Methods: We evaluated retrospectively our clinical data of 13 patients and analysed the current literature. In addition we present the physiological essentials and describe this rather simple surgical approach.

Results: Because of the high negative pressure in the intrapleural cavity and the large pressure amplitude, there is a high risk of overdrainage. It must be pointed out that the intrapleural zone of resorption is less than the intraperitoneal absorption space. In our series 10/13 shunts had to be explanted over time due to symptomatic hydrothorax, an infection, an acquired Chiari in syringo-pleural shunting and other general problems linked to shunts. In this respect our experience meets literature values.

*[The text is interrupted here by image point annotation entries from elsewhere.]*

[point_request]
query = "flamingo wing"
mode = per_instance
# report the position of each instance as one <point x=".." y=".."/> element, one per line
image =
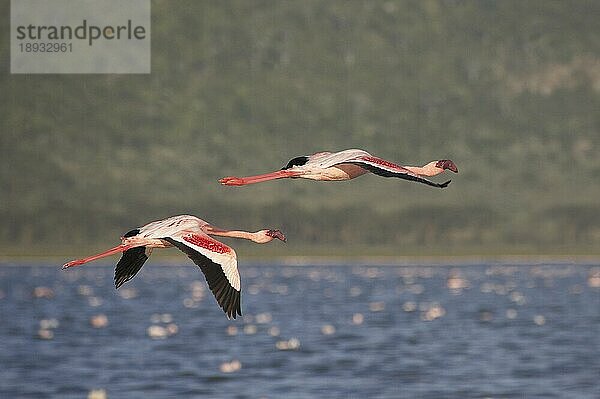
<point x="130" y="263"/>
<point x="385" y="168"/>
<point x="218" y="262"/>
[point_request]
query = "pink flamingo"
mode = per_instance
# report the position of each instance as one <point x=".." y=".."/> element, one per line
<point x="189" y="234"/>
<point x="346" y="165"/>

Conclusions: Because of its high failure rate, intrapleural shunting can be recommended only well-founded exceptional cases and only in combination with a valve of high pressure stage to prevent potential overdrainage. However, due to the continuous lower intraventricular pressure relative to other forms of cerebrospinal fluid shunting the intrapleural derivation is still advisable in patients with the need for lower intraventricular pressure. Generally the question of comparability of intrapleural vs. other shunting forms remains unsolved since intrapleural drainage is used only in exceptional cases, if other derivation forms have already been excluded.